Beaufort’s Short-Term Rental Boom: Navigating Growth and Evolving Regulations
Beaufort, like many charming coastal communities, has experienced a significant surge in short-term rentals (STRs), with platforms like Airbnb and Vrbo becoming increasingly popular. This trend, particularly accelerated post-pandemic, has seen a dramatic increase in available STR units. Between 2022 and 2025 alone, Beaufort witnessed a rise of over 42%, with STRs growing from approximately 175 to 249 units. This expansion is part of a larger trend that began around 2018 when the city first introduced regulations for STRs, a stark contrast to the minimal presence of such rentals in 2012. The growth, estimated at least 30% from 2019 to 2022, is driven by both traveler demand for unique stays and property owners seeking investment opportunities.

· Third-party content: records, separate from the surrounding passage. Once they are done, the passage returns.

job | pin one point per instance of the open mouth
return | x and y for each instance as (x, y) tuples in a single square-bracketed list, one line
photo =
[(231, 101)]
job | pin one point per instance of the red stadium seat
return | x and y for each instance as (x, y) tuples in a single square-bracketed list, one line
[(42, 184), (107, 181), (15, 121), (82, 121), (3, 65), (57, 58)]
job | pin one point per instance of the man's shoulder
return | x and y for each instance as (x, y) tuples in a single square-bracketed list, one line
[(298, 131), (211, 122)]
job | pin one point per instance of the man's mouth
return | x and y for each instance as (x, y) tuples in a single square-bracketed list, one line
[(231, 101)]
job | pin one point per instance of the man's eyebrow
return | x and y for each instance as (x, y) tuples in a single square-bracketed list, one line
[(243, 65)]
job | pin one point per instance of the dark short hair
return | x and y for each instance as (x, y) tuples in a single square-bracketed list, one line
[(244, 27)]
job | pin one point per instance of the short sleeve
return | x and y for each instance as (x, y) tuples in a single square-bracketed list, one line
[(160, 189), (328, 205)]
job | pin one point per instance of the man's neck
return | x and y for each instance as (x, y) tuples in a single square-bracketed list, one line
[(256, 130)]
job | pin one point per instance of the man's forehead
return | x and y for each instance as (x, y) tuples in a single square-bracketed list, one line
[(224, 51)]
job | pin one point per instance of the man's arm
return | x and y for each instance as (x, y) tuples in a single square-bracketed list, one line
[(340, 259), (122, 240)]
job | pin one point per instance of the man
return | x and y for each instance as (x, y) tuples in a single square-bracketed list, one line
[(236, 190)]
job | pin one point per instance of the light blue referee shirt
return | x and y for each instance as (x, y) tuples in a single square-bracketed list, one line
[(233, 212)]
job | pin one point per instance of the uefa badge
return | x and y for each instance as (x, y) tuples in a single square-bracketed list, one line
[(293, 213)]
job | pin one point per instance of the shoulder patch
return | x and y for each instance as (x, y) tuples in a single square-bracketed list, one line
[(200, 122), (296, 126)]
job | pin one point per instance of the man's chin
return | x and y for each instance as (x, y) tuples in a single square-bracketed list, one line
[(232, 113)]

Economic Engine: The Financial Impact of Short-Term Rentals
The proliferation of STRs has a tangible positive impact on beaufort‘s economy. Tax revenues for the city have seen a substantial increase, growing by 25% over a four-year period. Hospitality and accommodations taxes are a crucial component of Beaufort’s General Fund, contributing over 16% and ranking as the third-largest revenue source. Since 2018, these taxes have generated $18.6 million, with an additional $736,557 from business license taxes since 2015. Tourism is a cornerstone of Beaufort County’s economy, supporting approximately 38.7% of all jobs, equating to nearly 41,893 positions. The overall economic impact of the tourism and hospitality industry in the county is estimated at a staggering $1.4 billion, with every dollar invested in destination marketing yielding a seven-dollar return for the city and its taxpayers.
Shifting Sands: Regulatory Adjustments and Community Concerns
However, this rapid growth and the concentration of STRs in residential areas have led city officials to reassess existing regulations. The primary goal is to preserve the tranquil character of Beaufort’s neighborhoods, which have faced increased complaints regarding noise, parking, and property maintenance. A key concern is a loophole in current rules that allows multiple STRs on a single property without counting towards a neighborhood’s cap. This can lead to clusters of STRs, creating “neighborless neighborhoods” and diminishing the residential feel of certain blocks.
The 6% Cap and Its Loopholes
Beaufort’s Short-Term Rental Ordinance currently limits STRs to 6% of residentially zoned parcels per neighborhood, with an exception for “The Point.” This cap aims to manage STR density. However, its effectiveness is compromised by the loophole where only the licensed parcel, not individual rental units on that parcel, counts towards the limit. This means one property could host up to three STRs but only count as one unit against the cap. As of May 2022, roughly one-third of residential units (around 10,000) were used as STRs at some point during the year, a significant increase. Notably, neighborhoods at their cap have no waiting list for new applications.. Learn more about Hilton Head Island Packet
Proposed Revisions and Future Outlook
In response, the city is considering several regulatory changes. A significant proposal involves redefining how STRs are counted towards the cap, shifting to “rooftops” or individual units per property rather than licensed parcels. Another consideration is requiring on-site residency for owners using accessory dwelling units (ADUs) as STRs, as most current license holders do not live on the property. The city is also exploring waiting lists for STR licenses in specific neighborhoods to better manage demand.
Owner Perspectives and Tax Obligations
These regulatory shifts present financial challenges for some property owners who relied on STR income to cover mortgage payments and property taxes. Many are exploring alternatives like long-term rentals or fractional ownership. For operators, tax obligations are multifaceted, including South Carolina’s 6% state sales tax, a 1% Beaufort County local option sales tax (totaling 7%), a 2% Beaufort County accommodations tax, and a 3% City of Beaufort accommodations fee. Compliance is monitored through systems like Host Compliance LLC, with fines for non-compliance.
Regional Trends and Housing Affordability
Beaufort’s situation mirrors challenges faced by other coastal communities, such as Myrtle Beach, Hilton Head, Charleston, and Folly Beach, which are also implementing or considering stricter STR regulations. A major concern across these areas is the impact of STRs on housing affordability and availability for long-term residents, as properties are removed from the long-term rental market.
Balancing Growth with Community Well-being
Beaufort’s vibrant tourism economy, attracting nearly two million visitors annually, is a vital economic driver. The city aims to strike a balance between supporting this growth and preserving residents’ quality of life. Ongoing discussions and potential ordinance revisions reflect a commitment to adapting regulations to manage STRs effectively and fairly, ensuring Beaufort remains a desirable place for all.